THE Scottish and Westminster governments remain on a collision course over the Tories’ decision to bring forward by a year the end to subsidies for the onshore wind industry.

Scottish Energy Minister Fergus Ewing met Amber Rudd, the UK Energy and Climate Change Secretary, in London yesterday morning and invited her to

Scotland to discuss the impact of the UK Government’s decision to end onshore wind subsidies under the Renewables Obligation (RO). A spokesman for Rudd said last night that the minister had accepted the invitation and would meet Ewing in Scotland later in the year.

First Minister Nicola Sturgeon has also written to the Prime Minister asking him to “look again at the impact these proposals will have on the Scottish and the wider UK economy and find an alternative approach.”

But Cameron was certainly in no mood for conciliation at Prime Minister’s Question Time yesterday. When SNP Trade and Investment spokesperson and National columnist Tasmina Ahmed-Sheikh said that last week’s announcement had signalled that Scotland was “closed” for renewable energy investment, Cameron replied: “If Scotland wasn’t part of the United Kingdom there wouldn’t be this access to the UK energy market.

“We have got a huge increase in renewable energy right across the United Kingdom in recent years. What we have done is remove some of the subsidy from onshore wind because we are going to reach 10 per cent of our energy from onshore wind and now it should be for local communities to make that decision.”

Yesterday morning, Rudd announced that there would be gradual reductions in the subsides for offshore wind development, a move which will also affect Scotland.

She told the RenewablesUK conference in London that there had been great progress in offshore wind technologies – Britain now has the largest offshore wind capacity in the world – but warned “there is no bottomless pit of bill-payer support for low carbon”.

Rudd said: “Government support must help technologies eventually stand on their own two feet, not encourage a permanent reliance on subsidy. Cost must come down, subsidies must be progressively reduced.

“We have a responsibility to keep costs to consumers down, because only by keeping costs down will we maintain public support for the action we are taking to bring down carbon emissions and combat climate change.”

Last week’s announcement by Rudd that the RO for onshore wind would end in April 2016 and not a year after that was met with howls of outrage by the Scottish renewables industry whose trade body claimed it could cost “£3 billion investment in Scotland”.

On Tuesday, the Civil Engineering Contractors Association (Scotland) said the decision “puts as many as 3,000 full-time jobs at risk, particularly in remote areas where alternative employment is hard to find”.

In the Holyrood Parliament on Tuesday, Ewing accused his UK counterpart of “utter folly” and of setting a “terrible example” to the world, as well as “undermining trust” in energy investment in the UK and costing Scotland £46m in community benefits.

Yesterday, he urged Rudd to meet with developers and communities who have invested significant amounts of money in renewables schemes “and have now found the goalposts have been moved.”

Ewing, who had also attended the same conference as Rudd, said: “The decision taken by the UK Government to close the Renewables Obligation early for the onshore wind sector will have a negative impact on the renewables industry in Scotland and potentially on the thousands of people who work in it.

“The Scottish Government has been clear that onshore wind should be able to compete with other technologies through the ‘contracts for difference’ auction.
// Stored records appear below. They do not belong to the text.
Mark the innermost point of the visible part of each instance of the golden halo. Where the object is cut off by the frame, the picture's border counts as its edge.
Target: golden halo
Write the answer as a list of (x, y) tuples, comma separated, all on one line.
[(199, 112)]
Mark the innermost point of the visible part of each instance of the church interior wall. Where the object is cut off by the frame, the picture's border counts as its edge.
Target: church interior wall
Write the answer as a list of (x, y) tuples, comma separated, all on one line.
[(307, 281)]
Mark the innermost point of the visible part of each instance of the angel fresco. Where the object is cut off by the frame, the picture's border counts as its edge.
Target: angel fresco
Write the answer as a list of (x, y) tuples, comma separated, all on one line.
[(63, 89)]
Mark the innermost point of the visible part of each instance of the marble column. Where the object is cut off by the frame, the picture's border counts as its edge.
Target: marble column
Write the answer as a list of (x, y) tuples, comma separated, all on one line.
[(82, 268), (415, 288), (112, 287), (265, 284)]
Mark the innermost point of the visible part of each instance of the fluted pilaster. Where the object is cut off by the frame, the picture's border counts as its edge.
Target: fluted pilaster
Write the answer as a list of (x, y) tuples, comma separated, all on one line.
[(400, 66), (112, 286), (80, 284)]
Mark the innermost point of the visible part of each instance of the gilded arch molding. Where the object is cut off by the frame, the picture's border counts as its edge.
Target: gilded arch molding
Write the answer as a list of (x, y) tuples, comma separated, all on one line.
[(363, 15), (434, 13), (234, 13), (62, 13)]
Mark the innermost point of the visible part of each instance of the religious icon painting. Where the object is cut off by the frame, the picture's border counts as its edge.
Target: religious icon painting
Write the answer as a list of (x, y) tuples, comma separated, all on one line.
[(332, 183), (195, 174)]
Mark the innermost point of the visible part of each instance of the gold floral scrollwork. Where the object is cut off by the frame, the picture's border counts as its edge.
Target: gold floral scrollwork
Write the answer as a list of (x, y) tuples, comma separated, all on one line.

To prevent the cheapest technologies from competing in the auction will not deliver the best price for the consumer and I have asked the UK Government to provide clarity on this issue which is causing anxiety to the industry.

“During our meeting this morning, I also invited the Secretary of State to Scotland this summer to meet with the industry and developers. Since it was announced I have met with key representatives from the industry to listen to their concerns about the impact on both developers and the supply chain.

“I reiterated these points this morning during the meeting and stressed how important it was for the Scottish Government to be involved in how any changes to the Renewables Obligation are developed, including maximum flexibility around grace periods for developments that could be affected. This is especially important as the decision will have a disproportionate impact on Scotland as around 70 per cent of onshore wind projects affected by the UK Government policy change are located here.”